RES: 8.2.4 selects make applications wait indefinitely

From
"Carlos H. Reimer"
Date:
Hi Erik,

> Are all of these remote connections from the same machine?  Did you
> upgrade your client postgres libraries on your remote machine(s) as
> well?

No, the problem happens with many machines where our Visual Basic
applications is running. After debuging the application we discovered that
the problem was always with "select *" statements. We started then some
tests to understand what was happening. This tests were done using the psql
utility from a Windows Postgresql 8.2.4 server against the SUSE PG 8.2.4
production server. Using this Windows server we make all the other tests
against the SUSE PG 8.2.4 production server.

Reimer


RES: 8.2.4 selects make applications wait indefinitely

From
"Carlos H. Reimer"
Date:
Some new data about this issue:

SELECT * or naming all the columns locks the client application. Yesterday
I´ve wrongly said that when naming all the columns instead of using the *
the applications did not lock.

I can not reproduce the problem in others 8.2.4 servers.  I´ve others 8.2.4
servers and I´m able to do the "SELECT * from tb_produtos where codigo=5002"
and always using the same windows psql client.
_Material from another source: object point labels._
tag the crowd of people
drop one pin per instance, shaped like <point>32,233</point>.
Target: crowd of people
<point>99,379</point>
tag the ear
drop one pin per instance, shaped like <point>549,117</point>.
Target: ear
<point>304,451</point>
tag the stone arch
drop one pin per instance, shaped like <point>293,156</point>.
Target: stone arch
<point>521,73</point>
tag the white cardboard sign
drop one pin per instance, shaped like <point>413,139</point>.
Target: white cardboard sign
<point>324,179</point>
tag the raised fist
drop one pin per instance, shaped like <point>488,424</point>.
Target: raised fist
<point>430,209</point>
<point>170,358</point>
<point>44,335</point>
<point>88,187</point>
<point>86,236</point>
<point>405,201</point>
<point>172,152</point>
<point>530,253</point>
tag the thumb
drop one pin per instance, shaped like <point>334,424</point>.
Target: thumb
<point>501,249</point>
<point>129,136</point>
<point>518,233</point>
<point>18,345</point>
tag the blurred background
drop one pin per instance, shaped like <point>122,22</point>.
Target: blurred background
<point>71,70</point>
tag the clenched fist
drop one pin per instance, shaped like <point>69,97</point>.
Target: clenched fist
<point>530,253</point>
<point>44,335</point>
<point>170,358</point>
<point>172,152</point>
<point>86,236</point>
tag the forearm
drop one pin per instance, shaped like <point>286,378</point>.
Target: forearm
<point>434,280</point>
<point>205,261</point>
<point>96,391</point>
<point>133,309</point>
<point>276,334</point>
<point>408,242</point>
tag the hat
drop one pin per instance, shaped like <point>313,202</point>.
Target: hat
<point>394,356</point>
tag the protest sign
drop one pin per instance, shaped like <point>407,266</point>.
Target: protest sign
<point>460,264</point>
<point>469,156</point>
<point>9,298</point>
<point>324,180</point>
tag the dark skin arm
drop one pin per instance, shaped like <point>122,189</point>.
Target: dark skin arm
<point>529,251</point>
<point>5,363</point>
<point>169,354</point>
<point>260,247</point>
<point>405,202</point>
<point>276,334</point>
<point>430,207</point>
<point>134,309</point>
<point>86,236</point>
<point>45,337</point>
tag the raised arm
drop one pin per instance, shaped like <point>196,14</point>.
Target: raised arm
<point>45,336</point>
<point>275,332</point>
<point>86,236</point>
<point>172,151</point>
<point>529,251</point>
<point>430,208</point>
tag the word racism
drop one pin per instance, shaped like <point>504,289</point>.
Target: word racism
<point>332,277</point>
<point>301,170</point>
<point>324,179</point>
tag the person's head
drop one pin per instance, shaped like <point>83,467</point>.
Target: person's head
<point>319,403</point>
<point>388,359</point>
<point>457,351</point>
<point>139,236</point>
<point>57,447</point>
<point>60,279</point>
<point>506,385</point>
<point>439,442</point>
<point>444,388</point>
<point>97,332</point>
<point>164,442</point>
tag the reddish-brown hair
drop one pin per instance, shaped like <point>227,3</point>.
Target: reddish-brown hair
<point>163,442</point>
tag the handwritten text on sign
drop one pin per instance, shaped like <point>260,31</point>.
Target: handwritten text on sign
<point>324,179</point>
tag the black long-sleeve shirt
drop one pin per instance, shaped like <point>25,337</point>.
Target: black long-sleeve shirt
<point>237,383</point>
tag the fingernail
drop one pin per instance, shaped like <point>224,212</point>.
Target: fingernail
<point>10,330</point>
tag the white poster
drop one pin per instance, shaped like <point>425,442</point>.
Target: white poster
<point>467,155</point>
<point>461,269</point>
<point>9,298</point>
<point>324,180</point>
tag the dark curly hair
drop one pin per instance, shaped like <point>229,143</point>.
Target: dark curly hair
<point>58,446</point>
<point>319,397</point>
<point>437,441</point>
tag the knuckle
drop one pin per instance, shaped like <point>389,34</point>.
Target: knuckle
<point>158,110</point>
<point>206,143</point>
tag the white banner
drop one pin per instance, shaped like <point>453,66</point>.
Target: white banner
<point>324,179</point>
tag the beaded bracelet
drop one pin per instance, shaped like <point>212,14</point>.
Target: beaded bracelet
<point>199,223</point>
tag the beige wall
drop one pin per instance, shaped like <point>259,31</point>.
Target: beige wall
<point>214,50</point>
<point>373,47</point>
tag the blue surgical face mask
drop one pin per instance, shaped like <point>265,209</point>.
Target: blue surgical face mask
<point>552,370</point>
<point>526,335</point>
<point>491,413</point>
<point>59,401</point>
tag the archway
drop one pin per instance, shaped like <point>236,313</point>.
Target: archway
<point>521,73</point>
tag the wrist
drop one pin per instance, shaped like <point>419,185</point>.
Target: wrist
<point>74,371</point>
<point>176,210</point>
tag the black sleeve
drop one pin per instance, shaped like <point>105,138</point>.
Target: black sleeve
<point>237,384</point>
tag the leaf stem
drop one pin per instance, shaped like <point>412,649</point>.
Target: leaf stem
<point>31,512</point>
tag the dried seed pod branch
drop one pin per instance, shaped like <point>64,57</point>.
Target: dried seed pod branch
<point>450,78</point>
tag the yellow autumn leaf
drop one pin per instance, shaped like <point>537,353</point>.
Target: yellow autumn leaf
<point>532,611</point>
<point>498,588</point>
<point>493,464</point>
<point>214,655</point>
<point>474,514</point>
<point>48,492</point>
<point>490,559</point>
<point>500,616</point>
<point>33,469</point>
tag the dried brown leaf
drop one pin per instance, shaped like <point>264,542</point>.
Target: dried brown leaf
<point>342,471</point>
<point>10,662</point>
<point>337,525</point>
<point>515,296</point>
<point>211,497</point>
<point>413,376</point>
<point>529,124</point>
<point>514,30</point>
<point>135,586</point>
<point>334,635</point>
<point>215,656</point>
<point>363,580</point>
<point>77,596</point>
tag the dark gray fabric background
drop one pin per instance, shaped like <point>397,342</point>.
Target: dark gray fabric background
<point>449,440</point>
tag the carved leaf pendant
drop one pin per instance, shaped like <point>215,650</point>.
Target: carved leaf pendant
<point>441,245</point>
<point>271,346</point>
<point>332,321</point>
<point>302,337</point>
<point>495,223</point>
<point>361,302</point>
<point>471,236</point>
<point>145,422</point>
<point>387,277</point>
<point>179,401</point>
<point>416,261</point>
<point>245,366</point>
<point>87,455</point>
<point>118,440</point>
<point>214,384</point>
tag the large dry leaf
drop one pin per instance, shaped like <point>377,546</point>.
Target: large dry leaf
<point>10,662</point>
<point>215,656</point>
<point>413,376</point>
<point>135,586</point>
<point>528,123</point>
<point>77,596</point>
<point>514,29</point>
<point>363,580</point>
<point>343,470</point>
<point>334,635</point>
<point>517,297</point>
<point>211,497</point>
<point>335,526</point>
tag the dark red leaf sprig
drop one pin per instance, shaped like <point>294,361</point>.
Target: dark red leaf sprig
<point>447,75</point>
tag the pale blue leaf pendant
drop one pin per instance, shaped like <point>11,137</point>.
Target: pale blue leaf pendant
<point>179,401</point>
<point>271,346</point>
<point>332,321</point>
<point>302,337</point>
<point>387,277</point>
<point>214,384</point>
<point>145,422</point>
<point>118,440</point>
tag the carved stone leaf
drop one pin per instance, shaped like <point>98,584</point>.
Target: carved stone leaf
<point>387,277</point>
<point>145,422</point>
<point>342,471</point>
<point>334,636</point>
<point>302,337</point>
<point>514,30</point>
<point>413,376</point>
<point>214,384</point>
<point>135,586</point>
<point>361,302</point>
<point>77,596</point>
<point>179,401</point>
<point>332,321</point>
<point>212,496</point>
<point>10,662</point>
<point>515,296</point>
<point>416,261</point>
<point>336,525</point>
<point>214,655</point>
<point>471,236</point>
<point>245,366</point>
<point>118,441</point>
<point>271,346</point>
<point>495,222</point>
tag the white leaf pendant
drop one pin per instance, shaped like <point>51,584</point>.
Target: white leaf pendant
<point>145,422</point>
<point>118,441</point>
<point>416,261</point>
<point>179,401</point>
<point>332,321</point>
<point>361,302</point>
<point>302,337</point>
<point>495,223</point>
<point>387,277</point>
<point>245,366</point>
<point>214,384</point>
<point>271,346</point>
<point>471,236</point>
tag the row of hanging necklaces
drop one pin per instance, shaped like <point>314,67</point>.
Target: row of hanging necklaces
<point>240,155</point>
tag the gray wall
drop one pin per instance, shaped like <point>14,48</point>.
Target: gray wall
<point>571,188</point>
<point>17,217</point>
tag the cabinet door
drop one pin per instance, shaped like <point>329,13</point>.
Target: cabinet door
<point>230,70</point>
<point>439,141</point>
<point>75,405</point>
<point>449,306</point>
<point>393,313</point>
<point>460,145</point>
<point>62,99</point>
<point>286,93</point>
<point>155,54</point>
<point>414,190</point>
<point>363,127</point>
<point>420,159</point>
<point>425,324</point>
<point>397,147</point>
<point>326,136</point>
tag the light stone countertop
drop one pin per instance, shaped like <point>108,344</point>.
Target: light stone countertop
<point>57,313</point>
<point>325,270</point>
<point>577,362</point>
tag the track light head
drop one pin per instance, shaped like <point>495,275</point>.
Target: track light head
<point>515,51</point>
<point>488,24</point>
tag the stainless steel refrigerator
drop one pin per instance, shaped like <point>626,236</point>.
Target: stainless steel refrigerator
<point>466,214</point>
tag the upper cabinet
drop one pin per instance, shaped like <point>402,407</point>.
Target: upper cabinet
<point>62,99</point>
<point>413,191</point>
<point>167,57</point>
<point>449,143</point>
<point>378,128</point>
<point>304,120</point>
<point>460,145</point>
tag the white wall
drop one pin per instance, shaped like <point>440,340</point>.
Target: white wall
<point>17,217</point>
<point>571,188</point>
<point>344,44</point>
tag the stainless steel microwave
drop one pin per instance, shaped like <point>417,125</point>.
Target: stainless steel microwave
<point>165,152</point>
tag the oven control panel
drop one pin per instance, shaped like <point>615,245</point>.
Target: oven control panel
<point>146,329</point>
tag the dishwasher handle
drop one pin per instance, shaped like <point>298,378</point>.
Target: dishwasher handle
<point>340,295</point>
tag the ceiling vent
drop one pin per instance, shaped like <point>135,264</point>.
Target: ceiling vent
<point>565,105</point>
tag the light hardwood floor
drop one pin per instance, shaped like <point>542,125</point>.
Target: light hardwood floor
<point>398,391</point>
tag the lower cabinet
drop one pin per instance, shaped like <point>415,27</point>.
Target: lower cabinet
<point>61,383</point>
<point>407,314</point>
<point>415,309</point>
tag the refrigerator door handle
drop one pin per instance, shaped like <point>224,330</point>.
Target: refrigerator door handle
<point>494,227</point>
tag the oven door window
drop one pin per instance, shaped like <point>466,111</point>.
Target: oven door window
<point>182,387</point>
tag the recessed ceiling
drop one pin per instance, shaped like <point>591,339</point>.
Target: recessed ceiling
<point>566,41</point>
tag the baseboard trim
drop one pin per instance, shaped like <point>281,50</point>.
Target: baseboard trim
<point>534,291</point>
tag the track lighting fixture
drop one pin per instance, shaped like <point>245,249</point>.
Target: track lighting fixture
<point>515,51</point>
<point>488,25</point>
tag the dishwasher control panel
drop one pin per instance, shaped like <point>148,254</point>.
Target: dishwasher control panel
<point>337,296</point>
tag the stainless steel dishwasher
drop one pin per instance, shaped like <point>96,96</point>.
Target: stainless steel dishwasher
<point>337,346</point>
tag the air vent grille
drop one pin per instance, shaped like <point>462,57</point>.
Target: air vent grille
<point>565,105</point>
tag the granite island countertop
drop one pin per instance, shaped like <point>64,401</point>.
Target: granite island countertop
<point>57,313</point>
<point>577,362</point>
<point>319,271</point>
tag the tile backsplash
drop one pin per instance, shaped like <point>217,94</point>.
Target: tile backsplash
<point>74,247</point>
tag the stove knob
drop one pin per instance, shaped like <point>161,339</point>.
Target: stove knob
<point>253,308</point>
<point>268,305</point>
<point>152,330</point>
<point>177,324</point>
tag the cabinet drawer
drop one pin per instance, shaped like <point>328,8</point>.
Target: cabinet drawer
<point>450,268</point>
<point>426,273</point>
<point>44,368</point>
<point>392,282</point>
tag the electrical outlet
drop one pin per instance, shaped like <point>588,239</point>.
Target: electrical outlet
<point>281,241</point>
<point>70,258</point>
I´ve transfered the table to
the other 8.2.4 servers using the pg_dump/psql sequence.

If I create another database in the same server, and transfer the table with
a pg_dump/psql in this new database the problem persists.

Even creating another cluster in the same server and restoring the table
there it does not work.

This is the only 64 bits box with the 8.2.4, don´t know if this has anything
to do with the problem.

Don´t know but apparently the problem is not an issue in the client, as I´m
able to connect and do the select * in other 8.2.4 servers.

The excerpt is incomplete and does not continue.